# My EA was also true love but my husband is also my true love.



## MsLonely

My EA lasted for 3 years. 
I didn't process EA to PA in those 3 years not because I wasn't given a chance by the OM. Simply because I was in love and I wasn't just looking for fun from sex with the OM.
There's a very difficult moment my marriage was in a big trouble. My hubby and me were on the verge of getting divorced and we were giving up. At that moment, I accidentally crushed on the OM. 
I kept praying to God for direction. God wanted me to stay with my husband, at that moment my husband really sucked, but I listened to God to postpone the meeting up with the OM.
After 3 years, I understand I have been blessed with the best spouse by God. My husband is a totally different man now.
As for the OM, I had to let him go for my husband although I do love him no less.
I know in this life, I will stay with my husband and love him till the end.
So EA isn't a simple affair. It can be more difficult for a woman to handle if she's in love with the OM.
The husband has to husband up, working ten times harder to prove to her that he is also her true love.


----------



## Jellybeans

I agree EAs are not simple at all. 

And I'm glad to hear you and your hub worked it out.


----------



## MsLonely

Secrets beween the couple? Sometimes we're too much bothered after knowing some secrets from the spouse, especially the EA, PA is the top secret, which only few spouses are able to remain calm and loving to resolve it. 

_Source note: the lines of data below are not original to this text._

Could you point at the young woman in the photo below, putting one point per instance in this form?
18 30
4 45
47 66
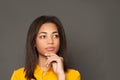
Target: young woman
45 52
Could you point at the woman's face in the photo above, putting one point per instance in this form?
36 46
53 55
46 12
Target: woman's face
47 40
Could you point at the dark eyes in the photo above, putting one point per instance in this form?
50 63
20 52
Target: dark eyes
42 36
54 36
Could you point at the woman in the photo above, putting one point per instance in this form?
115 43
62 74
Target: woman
45 52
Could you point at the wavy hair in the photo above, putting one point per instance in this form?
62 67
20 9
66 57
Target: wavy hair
31 51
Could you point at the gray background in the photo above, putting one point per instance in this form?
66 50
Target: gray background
92 30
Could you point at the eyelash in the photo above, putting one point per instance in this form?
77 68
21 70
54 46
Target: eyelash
54 36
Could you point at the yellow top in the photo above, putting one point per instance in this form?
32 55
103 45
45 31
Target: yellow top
71 74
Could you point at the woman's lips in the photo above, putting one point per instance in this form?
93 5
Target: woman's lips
50 48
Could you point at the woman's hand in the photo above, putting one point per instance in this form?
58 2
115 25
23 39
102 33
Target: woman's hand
57 64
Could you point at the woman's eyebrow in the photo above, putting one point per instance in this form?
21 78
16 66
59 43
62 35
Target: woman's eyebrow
46 32
42 33
55 32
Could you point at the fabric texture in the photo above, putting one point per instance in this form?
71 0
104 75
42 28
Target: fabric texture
71 74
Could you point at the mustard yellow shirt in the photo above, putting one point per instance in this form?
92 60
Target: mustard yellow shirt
71 74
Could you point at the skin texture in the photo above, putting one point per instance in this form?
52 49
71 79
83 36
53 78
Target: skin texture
47 44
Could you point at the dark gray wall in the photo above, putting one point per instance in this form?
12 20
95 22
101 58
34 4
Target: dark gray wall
92 29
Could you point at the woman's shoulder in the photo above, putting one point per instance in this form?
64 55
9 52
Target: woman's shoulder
72 71
19 70
73 74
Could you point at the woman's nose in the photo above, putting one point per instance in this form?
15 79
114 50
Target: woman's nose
50 40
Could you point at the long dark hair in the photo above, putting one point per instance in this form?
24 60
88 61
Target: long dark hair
31 51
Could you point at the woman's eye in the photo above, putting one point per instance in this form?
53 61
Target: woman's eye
42 36
56 36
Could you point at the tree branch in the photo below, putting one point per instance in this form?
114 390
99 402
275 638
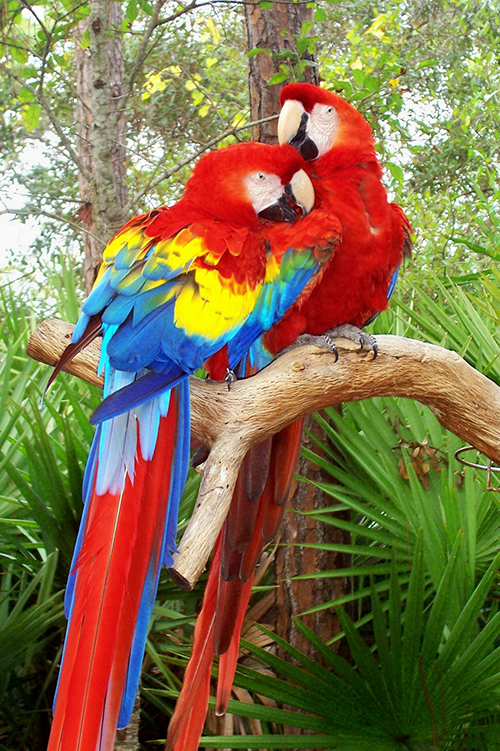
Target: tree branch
298 383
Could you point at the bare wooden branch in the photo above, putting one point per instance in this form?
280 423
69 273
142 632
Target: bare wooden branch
300 382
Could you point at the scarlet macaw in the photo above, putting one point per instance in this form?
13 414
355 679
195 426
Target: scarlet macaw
371 237
176 285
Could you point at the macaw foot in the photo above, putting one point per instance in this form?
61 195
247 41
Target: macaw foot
324 341
230 378
355 334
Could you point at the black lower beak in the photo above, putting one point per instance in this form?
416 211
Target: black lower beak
284 210
301 141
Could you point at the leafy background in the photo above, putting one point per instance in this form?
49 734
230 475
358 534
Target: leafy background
418 666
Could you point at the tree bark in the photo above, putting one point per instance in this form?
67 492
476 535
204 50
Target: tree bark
100 85
272 29
277 29
297 384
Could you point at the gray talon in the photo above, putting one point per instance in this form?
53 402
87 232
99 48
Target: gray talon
323 341
230 378
357 335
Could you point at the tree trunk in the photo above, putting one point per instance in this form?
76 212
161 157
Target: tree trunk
100 77
274 30
100 85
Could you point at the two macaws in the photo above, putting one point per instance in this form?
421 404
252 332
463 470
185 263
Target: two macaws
176 286
370 238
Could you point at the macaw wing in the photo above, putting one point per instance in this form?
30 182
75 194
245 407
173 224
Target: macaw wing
166 297
296 262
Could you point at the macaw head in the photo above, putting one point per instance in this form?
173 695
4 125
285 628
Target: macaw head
315 121
249 182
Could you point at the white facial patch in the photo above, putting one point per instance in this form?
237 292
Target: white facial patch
322 126
263 190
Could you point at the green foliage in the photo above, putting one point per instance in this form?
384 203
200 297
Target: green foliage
421 532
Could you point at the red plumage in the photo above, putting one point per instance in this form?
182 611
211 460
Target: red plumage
372 237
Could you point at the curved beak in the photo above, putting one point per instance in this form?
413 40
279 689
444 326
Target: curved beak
296 200
292 129
302 191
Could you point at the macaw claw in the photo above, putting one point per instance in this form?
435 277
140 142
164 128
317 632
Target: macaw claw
323 341
355 334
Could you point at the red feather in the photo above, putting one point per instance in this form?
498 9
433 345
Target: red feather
121 532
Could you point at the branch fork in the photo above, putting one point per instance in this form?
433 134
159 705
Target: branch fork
297 384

When I discovered my husband's top secret, dating a woman, bringing her to fancy restaurants, wooing her and crazy in love with her. I was shocked and sad. I clearly knew we did have many bugging issues for a long time already, but It was hard to believe how serious the actual situation marriage had hit. To make it short, The reason for his affair was he didn't feel loved and respected by me... conclusion was we wanted save the marriage but things got more difficult than expected for me to handle, because from that moment, my EA started its 3 year journey... 
Now when I looked back my husband's "Secrets" and then my struggles for the OM... The process of saving the marriage had been dramatic... but the marriage is saved and safe. "SECRETS" are bothering and hurting no more.
Those were tests and obstacles that a marriage must go through. How true the love your marriage is?
When you and your spouse overcome those impossible difficulties, you will then find true happiness!
Thanks to "secrets" so the couple begin to work on the marriage.
_Posted via Mobile Device_


----------



## MsLonely

Many loyal spouses wonder to know after the spouse stopped cheating, what's next? How strong the love they can get back from the cheating spouse? How about the om/ow? My little advice: Don't ask, don't hesitate, don't calculate, don't wonder... Those only waste your life time with your spouse.
Nothing is eternal in this life.
Grasp the most beautiful moment whenever you can with your spouse.
When it's time to say good bye, she/he, will be gone forever, the feelings of love, will fade.
_Posted via Mobile Device_


----------



## MsLonely

Don't push and don't rush because there's a time for you to say goodbye to your loved one in your life.
_Posted via Mobile Device_


----------



## MsLonely

Whenever I think about my husband's life has an ending day which I don't know when, but it frightens me. 
Life is too short to resent.
Your spouse still has pulse and kicking is the most important thing, isn't it?
Otherwise, who should you argue with?


----------



## Jellybeans

You guys are really lucky to have worked it out. Infidelity is not something that my husband and I were able to work past.


----------